O projeto de outrora é uma inquestionável realidade, respeitada e temida até pelos inimigos e adversários. O que pode ser considerado como o melhor dos prêmios. O objetivo foi e continua sendo escrever como forma de defender o Brasil e os brasileiros, sem jamais perder a coerência e a clareza do pensamento. Críticas colecionei nesses vastos anos, pois impossível é agradar aqui e acolá. Ganhei hordas de inimigos, conquistei legiões de adeptos. Mereci orações fervorosas, fui alvo de despachos inócuos. Acenderam-me velas, dedicaram-me maus agouros.
Dias atrás, ao me dar conta de que o ucho.info completaria onze anos, lancei mão de um “ufa” suspirado e mais longo. Espécie de pausa merecida para rearranjar a coxia e seguir adiante. Consciência tranquila é o despertador de cada dia, sensação do dever cumprido é o ninar de todas as noites. Fiz o que pude, fiz o que fiz até então sem arrependimento algum. Começaria tudo outra vez, se preciso fosse, pois sei que, mesmo merecendo, não posso parar. Só cruzarei os braços diante dos fatos quando a vida chegar ao seu posfácio. E isso depende do Senhor. Que a despedida, quando acontecer, seja inevitavelmente como a minha estreia no mundo das letras, entre um “cleque” e um clique, pois assim existi e quero ser lembrado, como um apontador incansável dos detalhes da vida.
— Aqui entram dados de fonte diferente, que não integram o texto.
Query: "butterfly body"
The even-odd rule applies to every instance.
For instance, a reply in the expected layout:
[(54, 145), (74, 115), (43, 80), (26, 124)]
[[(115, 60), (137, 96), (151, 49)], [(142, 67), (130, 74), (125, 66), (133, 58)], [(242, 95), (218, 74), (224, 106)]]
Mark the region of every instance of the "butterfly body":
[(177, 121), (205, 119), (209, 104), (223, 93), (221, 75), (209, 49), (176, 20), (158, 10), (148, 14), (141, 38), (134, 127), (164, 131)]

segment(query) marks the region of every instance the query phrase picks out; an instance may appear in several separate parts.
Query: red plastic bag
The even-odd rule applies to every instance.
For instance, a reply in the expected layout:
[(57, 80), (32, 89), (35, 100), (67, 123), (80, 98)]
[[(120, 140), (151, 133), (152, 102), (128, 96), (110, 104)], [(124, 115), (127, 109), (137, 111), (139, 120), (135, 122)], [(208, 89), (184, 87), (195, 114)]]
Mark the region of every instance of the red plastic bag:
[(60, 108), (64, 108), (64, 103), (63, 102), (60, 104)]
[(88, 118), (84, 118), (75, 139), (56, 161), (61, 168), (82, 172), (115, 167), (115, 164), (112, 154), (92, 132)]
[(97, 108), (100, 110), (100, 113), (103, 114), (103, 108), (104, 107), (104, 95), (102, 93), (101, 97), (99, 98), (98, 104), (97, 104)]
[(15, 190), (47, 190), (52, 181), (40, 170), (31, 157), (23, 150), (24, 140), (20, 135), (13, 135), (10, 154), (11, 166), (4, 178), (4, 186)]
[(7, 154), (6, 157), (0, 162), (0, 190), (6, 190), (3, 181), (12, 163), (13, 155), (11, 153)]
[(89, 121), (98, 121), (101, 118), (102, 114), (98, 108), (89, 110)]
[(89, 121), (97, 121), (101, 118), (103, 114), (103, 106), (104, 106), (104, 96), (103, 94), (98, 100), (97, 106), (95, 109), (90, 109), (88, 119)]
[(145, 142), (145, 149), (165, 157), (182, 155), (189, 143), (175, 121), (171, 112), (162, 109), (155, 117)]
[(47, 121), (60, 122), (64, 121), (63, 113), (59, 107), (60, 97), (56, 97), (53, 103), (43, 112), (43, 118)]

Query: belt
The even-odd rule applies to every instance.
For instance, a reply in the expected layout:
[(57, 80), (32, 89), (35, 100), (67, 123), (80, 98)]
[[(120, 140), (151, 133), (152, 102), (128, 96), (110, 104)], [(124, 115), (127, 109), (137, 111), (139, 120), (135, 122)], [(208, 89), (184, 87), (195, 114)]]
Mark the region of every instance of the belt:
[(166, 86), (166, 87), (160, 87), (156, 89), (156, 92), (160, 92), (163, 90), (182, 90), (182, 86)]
Obrigado a todos os que permitiram esses onze anos do ucho.info. Obrigado a cada um que enxergou no meu sonho uma realidade possível. Obrigado a todos que vieram para ficar. Obrigado a cada um que por aqui passou. Obrigado a todos que torceram a favor. Obrigado a cada um que torceu contra. Obrigado a todos que criticaram. Obrigado a cada um dos que fizeram do ucho.info “A MARCA DA NOTÍCIA”. Obrigado a todos, obrigado a cada um. Por tudo, por todos, por cada um. Ontem, hoje e sempre, obrigado!